Information Retrieval Research Conference Adds Tracks on Health Records, Crowd-sourcing and Micro-blogging

From NIST Tech Beat: February 15, 2011

*

Contact: Evelyn Brown
301-975-5661

If you found this article through a search engine, you can thank an automated text retrieval system. For 20 years, the Text REtrieval Conference (TREC) sponsored by the National Institute of Standards and Technology (NIST) has been one of the major research efforts in the field, and TREC is seeking researchers to participate in this year's workshop series. This year researchers will add new tracks to study information retrieval in more challenging areas such as electronic healthcare records.

Applications are being accepted until May.

A recent economic impact study* prepared for NIST found that the NIST-led TREC project has significantly improved search engines' ability to retrieve electronic data and the report notes that TREC-related improvements are responsible for about one-third of the web-search advances between 1999 and 2009. The report notes that the improvements may have saved up to 3 billion hours of web-search time.

TREC brings together scientists from academia and public and private-sector organizations to focus on improving information retrieval in specific areas. The groups develop algorithms to find information from large, challenging datasets often provided by NIST.

New tracks in 2011 include health records, crowd-sourcing, which is outsourcing tasks to a community through an open call, and "micro-blogging"— blogging smaller items and information, such as status updates on social networking sites.
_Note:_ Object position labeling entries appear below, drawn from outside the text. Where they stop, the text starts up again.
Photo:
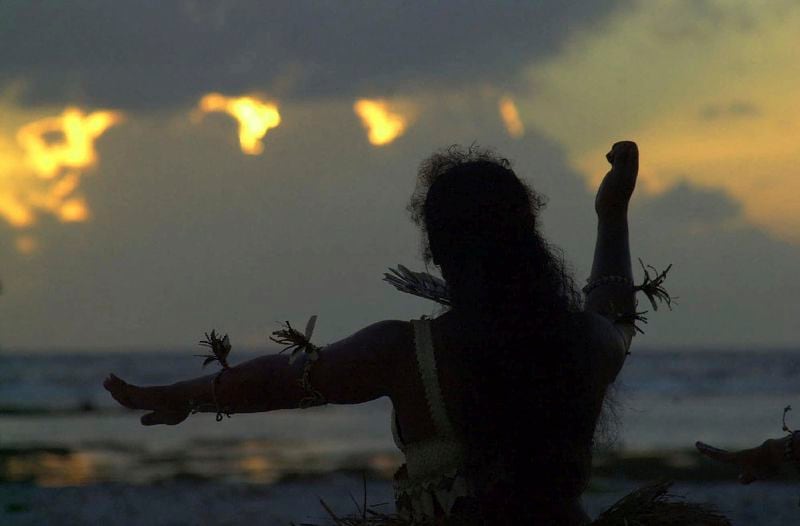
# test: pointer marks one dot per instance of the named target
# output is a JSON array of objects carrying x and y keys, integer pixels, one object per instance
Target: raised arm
[
  {"x": 354, "y": 370},
  {"x": 609, "y": 292}
]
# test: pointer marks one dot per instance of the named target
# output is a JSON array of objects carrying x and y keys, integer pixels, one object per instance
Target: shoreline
[{"x": 213, "y": 502}]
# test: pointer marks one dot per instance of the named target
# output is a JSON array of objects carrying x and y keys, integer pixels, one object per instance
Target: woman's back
[{"x": 431, "y": 425}]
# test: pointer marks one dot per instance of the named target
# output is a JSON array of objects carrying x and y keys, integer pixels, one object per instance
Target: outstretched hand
[
  {"x": 756, "y": 463},
  {"x": 617, "y": 187},
  {"x": 164, "y": 407}
]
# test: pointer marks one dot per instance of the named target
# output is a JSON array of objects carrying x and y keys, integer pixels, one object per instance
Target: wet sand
[{"x": 203, "y": 502}]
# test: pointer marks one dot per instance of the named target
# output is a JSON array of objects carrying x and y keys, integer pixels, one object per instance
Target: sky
[{"x": 171, "y": 167}]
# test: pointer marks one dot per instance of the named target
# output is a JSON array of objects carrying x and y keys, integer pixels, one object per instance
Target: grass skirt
[{"x": 647, "y": 506}]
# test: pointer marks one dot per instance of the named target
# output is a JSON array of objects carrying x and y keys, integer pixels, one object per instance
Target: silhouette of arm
[
  {"x": 351, "y": 371},
  {"x": 612, "y": 298}
]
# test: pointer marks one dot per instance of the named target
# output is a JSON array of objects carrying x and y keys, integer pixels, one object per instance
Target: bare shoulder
[
  {"x": 363, "y": 366},
  {"x": 380, "y": 342},
  {"x": 608, "y": 342},
  {"x": 387, "y": 334}
]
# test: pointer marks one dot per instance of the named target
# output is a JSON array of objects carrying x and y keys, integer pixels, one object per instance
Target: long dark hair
[{"x": 531, "y": 407}]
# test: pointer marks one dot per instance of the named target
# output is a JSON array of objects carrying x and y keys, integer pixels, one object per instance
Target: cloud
[
  {"x": 152, "y": 54},
  {"x": 732, "y": 109},
  {"x": 188, "y": 234}
]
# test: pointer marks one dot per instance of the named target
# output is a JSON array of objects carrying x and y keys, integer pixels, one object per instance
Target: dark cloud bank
[
  {"x": 189, "y": 234},
  {"x": 151, "y": 54}
]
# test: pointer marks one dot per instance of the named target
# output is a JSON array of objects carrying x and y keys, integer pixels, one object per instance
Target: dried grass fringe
[{"x": 647, "y": 506}]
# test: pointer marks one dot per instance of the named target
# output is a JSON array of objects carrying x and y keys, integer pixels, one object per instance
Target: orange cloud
[
  {"x": 382, "y": 124},
  {"x": 255, "y": 117},
  {"x": 510, "y": 116},
  {"x": 41, "y": 170}
]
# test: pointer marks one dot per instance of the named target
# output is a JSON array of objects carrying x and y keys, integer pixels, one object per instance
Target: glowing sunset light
[
  {"x": 41, "y": 167},
  {"x": 26, "y": 245},
  {"x": 510, "y": 116},
  {"x": 382, "y": 125},
  {"x": 255, "y": 117}
]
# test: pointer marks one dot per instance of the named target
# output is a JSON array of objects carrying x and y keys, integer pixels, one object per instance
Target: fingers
[
  {"x": 716, "y": 453},
  {"x": 128, "y": 395},
  {"x": 623, "y": 151},
  {"x": 119, "y": 390}
]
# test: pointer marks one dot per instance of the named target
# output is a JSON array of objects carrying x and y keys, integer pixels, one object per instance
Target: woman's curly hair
[{"x": 531, "y": 407}]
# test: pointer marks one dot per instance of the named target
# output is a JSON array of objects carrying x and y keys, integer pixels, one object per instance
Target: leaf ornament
[
  {"x": 419, "y": 284},
  {"x": 220, "y": 347},
  {"x": 295, "y": 342}
]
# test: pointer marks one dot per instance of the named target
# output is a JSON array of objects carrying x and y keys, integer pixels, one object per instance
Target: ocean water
[{"x": 59, "y": 427}]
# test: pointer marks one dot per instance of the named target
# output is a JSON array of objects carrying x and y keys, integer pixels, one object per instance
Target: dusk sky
[{"x": 171, "y": 167}]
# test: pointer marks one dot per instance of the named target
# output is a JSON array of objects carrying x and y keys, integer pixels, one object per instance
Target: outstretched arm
[
  {"x": 354, "y": 370},
  {"x": 610, "y": 290},
  {"x": 761, "y": 462}
]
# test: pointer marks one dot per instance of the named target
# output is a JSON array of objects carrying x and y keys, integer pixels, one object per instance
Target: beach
[
  {"x": 206, "y": 502},
  {"x": 70, "y": 455}
]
Other tracks continuing from 2010 are chemical, entity (non-documents), session, web and the growing legal track.

"We are searching for concepts that are well beyond the simple string-of-words technique," explained TREC organizer Ellen Voorhees. "For example, in electronic health care records, we want to find data beyond what is in the typical fields for case number and patient name. We are interested in finding information in the care providers' notes that could, for example, use many different phrases to describe that a patient has a history of smoking." Those phrases could include "heavy tobacco use" or "occasional smoker," she added.

Results of the studies are shared at a workshop in November at NIST's Gaithersburg, Md., campus. TREC research is precompetitive and results are shared openly.

For more information on TREC and participating, see trec.nist.gov.

Note: The author relied heavily on web-based information retrieval for this article.

* B.R. Rowe, D.W.Wood, A.N. Link and D.A. Simoni. Economic Impact Assessment of NIST's Text REtrieval Conference (TREC) Program. RTI Project Number 0211875, July 2010. Available on-line at: trec.nist.gov/pubs/2010.economic.impact.pdf.